Anyway, the ssh command will only forward the control channel and not the data channel. That is enough to protect your password but not the data that passes between the servers. This is a misleading state of affairs because the connection may well work, even though most of it goes unencrypted!
As far as I know, you cannot use FTP over SSH without implementing special “FTP watcher” routines inside ssh. This is not impossible; practically every NAT device on the market does the equivalent. An alternative might be to use the sftp command from ssh2. However, I'm not sure whether this is included in OpenSSH yet.
—Dominic Mitchell
You're absolutely correct. While I do think there's some value in encrypting the control channel even if the data channel is not, that was a poor example, especially since I didn't point out that the data channel does in fact go in clear text. But it does work, even without an FTP-watcher: I've been using FTP over SSH in the manner described in my article for a couple of years now.

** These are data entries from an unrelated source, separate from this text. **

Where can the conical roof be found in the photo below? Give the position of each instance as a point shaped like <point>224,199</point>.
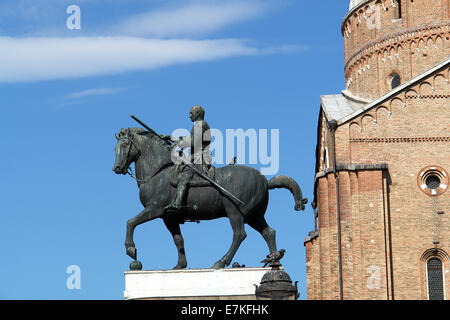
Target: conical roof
<point>355,3</point>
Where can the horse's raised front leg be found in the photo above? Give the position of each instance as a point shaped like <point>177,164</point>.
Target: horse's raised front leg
<point>174,228</point>
<point>147,214</point>
<point>237,223</point>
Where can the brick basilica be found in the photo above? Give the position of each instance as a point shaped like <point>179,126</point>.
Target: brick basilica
<point>381,198</point>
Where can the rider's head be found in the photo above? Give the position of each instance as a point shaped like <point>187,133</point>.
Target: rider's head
<point>197,113</point>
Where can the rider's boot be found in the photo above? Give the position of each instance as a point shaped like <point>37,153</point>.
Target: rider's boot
<point>176,204</point>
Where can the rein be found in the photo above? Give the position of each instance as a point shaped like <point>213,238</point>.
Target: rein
<point>139,181</point>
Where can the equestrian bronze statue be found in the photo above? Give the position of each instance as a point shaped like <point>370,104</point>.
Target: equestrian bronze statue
<point>240,193</point>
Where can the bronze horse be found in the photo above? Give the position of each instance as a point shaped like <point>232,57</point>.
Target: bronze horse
<point>155,174</point>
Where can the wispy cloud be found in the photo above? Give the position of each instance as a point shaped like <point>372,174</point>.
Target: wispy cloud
<point>141,42</point>
<point>193,18</point>
<point>32,59</point>
<point>94,92</point>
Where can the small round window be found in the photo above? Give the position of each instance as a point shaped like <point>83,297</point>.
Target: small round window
<point>433,180</point>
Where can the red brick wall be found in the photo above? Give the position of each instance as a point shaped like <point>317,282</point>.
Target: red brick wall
<point>388,224</point>
<point>407,46</point>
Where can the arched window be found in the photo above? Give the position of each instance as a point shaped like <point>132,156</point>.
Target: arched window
<point>435,279</point>
<point>395,81</point>
<point>397,9</point>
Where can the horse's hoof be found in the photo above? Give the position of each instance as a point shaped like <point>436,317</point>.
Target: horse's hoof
<point>219,265</point>
<point>136,265</point>
<point>131,252</point>
<point>179,267</point>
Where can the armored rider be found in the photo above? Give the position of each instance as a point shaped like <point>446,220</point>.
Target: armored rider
<point>200,155</point>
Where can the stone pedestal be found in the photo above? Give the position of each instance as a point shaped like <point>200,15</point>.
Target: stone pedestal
<point>199,284</point>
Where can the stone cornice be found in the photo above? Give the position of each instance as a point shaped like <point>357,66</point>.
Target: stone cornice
<point>394,37</point>
<point>362,4</point>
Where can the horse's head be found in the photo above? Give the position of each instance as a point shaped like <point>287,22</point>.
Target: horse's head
<point>125,151</point>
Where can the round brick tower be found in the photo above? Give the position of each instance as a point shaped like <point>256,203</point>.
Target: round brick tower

SCP is still the most secure way to transfer files with OpenSSH. SFTP is cool, but only partially supported in OpenSSH (client- or dæmon-only, I can't remember which). But you can use SSH Communications' “official” SSH v.2 for free if you run it on Linux, xBSD, etc., thanks to a new “Free Use for Open Source OSes” clause in its license.
—Mick Bauermick@visi.com
Out of all the articles I've read in LJ over the years, few have had as much impact on me as the one on vim (“That's Vimprovemnt! A BetterVi”, LJ February 2001). I often spend more time in vim than I do sleeping, and thanks to the article, I now have a few more tricks to use. Some of the most glaring features I was not aware of were the third mode (called visual), the command mode grep and split. I learned vanilla vi on Solaris, and there are a lot of features in vim I have obviously not picked up yet. That being the case, have you thought about a monthly feature on editors? Since I imagine a great deal of your readers spend a lot of time in editors such as emacs, vim, pico and the like, perhaps a regular feature is in order.